Local doctors excited about two new RSV vaccines to protect babies

RSV can be deadly to young kids

ROANOKE, Va. – Two new vaccines could save your baby’s life.

RSV can be deadly to young kids. The virus can cause a lower respiratory illness that can be severe in infants. In the U.S. alone, 80,000 children under 5 are hospitalized each year with RSV and several hundred die annually.

New this fall, the FDA just approved a vaccine for pregnant women and another for newborns to protect them from RSV.

Before these vaccines, there really was no protection for young children. Doctors could just treat symptoms if babies got sick. Now, these new vaccines are the first of their kind to prevent severe disease in infants.

The Centers for Disease Control and Prevention is now recommending the new RSV vaccine for all infants under 8 months old and older babies at an increased risk of severe RSV disease.

The vaccine, called Beyfortus, has been shown to reduce the risk of both hospitalizations and healthcare visits for RSV in infants by about 80%.

10 News spoke with Dr. Christopher Pierce, the chair of pediatrics at Carilion Children’s.

He says this vaccine is extremely safe and uses proven technology to target and prevent RSV.

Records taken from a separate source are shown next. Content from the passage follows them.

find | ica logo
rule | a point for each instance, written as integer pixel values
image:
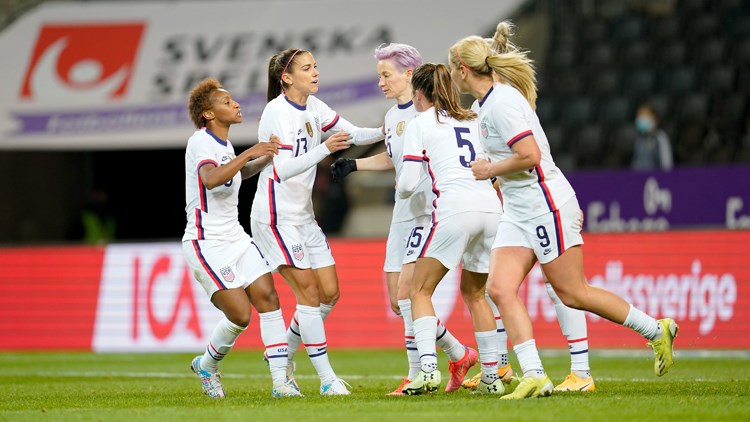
(82, 62)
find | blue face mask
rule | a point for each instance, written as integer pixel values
(644, 124)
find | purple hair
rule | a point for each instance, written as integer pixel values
(403, 56)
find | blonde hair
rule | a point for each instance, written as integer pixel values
(434, 80)
(200, 100)
(483, 56)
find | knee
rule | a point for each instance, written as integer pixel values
(240, 317)
(570, 298)
(496, 294)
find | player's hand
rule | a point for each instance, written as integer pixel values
(481, 169)
(341, 168)
(338, 141)
(269, 149)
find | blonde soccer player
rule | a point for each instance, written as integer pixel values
(282, 217)
(542, 220)
(411, 216)
(441, 142)
(572, 321)
(224, 259)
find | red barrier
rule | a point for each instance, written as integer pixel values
(141, 297)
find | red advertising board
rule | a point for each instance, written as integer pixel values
(141, 297)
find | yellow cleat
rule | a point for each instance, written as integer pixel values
(497, 387)
(575, 383)
(530, 387)
(504, 373)
(399, 391)
(663, 346)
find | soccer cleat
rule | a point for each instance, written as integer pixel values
(504, 373)
(399, 390)
(336, 388)
(663, 346)
(424, 382)
(530, 387)
(290, 368)
(497, 387)
(211, 382)
(575, 383)
(459, 369)
(286, 390)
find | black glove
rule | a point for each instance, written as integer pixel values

“It’s not just the lives. It’s the number of days in the hospital, it’s the number of days in the intensive care unit. It may be the difference of my child is intubated on a ventilator, on a breathing machine for weeks, versus maybe they’re in the hospital with low oxygen, maybe they’re just at home,” said Pierce.

The other vaccine approved for pregnant women can protect newborns from the virus. A study showed this vaccine was 82% effective at preventing severe cases of RSV during babies’ first three months of life.

The vaccine—given to moms between 32 weeks and 36 weeks of pregnancy—would pass antibodies to the fetus and protect newborns from birth through 6 months of age, which is when babies are most vulnerable.

Dr. Allison Durica, a maternal-fetal medicine specialist at Carilion Clinic’s department of OBGYN, said this vaccine could provide newborns immunity immediately after birth and better protect against mutations in the virus.

“That will hopefully offer some passive protection, passive antibody protection to the baby,” said Durica. “So it would start from the minute that the baby is delivered. And that would be fantastic if we could do that.”

The CDC still needs to evaluate and issue recommendations for this vaccine. An advisory committee is expected to meet next month.